Soyons justes : tant le SC10 que le PR100, le R312 et l'ER100 sont, aujourd'hui, totalement démodés. Largement dépassés par les générations modernes de Citelis ou de Swisstrolley, plus personne en France n'accepterait d'être transporté quotidiennement en SC10 ou en ER100. Néanmoins, ces véhicules réussis en leur temps avaient un indéniable avantage : leur robustesse et leur fiabilité (du moins pour les SC10 et les ER100.

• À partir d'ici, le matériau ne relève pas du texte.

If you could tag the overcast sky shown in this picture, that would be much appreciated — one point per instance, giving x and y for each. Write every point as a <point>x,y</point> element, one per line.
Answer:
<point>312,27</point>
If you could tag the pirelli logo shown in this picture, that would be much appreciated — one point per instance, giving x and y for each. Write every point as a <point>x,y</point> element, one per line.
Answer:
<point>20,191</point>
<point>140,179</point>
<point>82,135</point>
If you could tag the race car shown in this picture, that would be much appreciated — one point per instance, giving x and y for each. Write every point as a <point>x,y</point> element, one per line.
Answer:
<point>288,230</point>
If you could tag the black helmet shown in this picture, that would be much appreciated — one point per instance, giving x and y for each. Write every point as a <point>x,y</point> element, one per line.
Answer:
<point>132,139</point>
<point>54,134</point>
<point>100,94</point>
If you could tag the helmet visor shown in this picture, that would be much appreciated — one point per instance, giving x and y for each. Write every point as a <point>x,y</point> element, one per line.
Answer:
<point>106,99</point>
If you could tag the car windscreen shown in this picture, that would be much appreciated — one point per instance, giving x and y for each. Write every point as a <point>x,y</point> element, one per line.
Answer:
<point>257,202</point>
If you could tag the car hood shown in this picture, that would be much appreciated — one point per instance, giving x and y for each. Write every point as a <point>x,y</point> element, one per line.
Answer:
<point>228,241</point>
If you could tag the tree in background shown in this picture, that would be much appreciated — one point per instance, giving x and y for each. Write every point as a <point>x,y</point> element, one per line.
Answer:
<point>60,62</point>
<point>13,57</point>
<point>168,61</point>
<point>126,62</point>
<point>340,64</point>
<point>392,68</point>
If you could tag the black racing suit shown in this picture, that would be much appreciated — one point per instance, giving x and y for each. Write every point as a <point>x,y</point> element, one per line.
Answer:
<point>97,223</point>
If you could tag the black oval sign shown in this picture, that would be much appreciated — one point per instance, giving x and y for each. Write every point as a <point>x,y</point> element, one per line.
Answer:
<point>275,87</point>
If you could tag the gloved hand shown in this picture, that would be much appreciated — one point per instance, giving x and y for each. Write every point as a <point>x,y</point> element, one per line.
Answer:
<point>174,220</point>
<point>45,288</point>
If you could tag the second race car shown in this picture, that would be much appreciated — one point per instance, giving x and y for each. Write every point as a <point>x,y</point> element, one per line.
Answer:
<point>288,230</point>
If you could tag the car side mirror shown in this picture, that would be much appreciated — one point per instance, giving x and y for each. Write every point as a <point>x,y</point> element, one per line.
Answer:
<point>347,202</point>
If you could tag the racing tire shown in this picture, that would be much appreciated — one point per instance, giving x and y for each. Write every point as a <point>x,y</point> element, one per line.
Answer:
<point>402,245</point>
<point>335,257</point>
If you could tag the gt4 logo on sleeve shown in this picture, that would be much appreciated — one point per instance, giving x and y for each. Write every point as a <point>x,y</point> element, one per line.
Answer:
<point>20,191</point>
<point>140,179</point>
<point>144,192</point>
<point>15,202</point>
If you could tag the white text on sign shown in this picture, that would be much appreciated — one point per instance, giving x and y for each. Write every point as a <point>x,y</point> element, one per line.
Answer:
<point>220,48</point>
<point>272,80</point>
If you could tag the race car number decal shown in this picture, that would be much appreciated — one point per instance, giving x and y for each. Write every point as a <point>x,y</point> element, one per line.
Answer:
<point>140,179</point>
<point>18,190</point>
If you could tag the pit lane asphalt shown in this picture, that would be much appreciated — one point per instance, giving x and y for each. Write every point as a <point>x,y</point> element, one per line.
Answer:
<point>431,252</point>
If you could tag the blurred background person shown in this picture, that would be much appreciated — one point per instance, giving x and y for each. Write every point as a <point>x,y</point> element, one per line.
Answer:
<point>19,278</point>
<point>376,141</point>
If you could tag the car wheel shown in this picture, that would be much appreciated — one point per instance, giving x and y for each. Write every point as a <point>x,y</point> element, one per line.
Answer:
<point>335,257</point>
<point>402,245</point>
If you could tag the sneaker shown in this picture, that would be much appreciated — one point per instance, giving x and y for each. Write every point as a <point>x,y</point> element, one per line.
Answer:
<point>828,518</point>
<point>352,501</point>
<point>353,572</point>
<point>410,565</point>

La reconversion : une pratique courante
De tous temps, les tramways, les trolleybus ou les autobus ont, en partie, fait l'objet de revente, de transferts d'un réseau à l'autre. De première main à deuxième main, voire troisième main, certaines séries ont eu la vie longue. On se souvient qu'une petite série de motrices L parisiennes ont terminé leur carrière à Rouen ; que des dizaines de motrices des tramways allemands, suisses, néerlandais et autrichiens ont été envoyés après 1989 qui en Roumanie, qui en Bosnie, ou encore en Pologne voire en Russie. En son temps, autour de 1960, le réseau moribond de Washington a revendu quelques dizaines de motrices PCC au réseau de Barcelone. Du côté des trolleybus, la Suisse a été un fournisseur de voitures d'occasion de même que la Tchécoslovaquie.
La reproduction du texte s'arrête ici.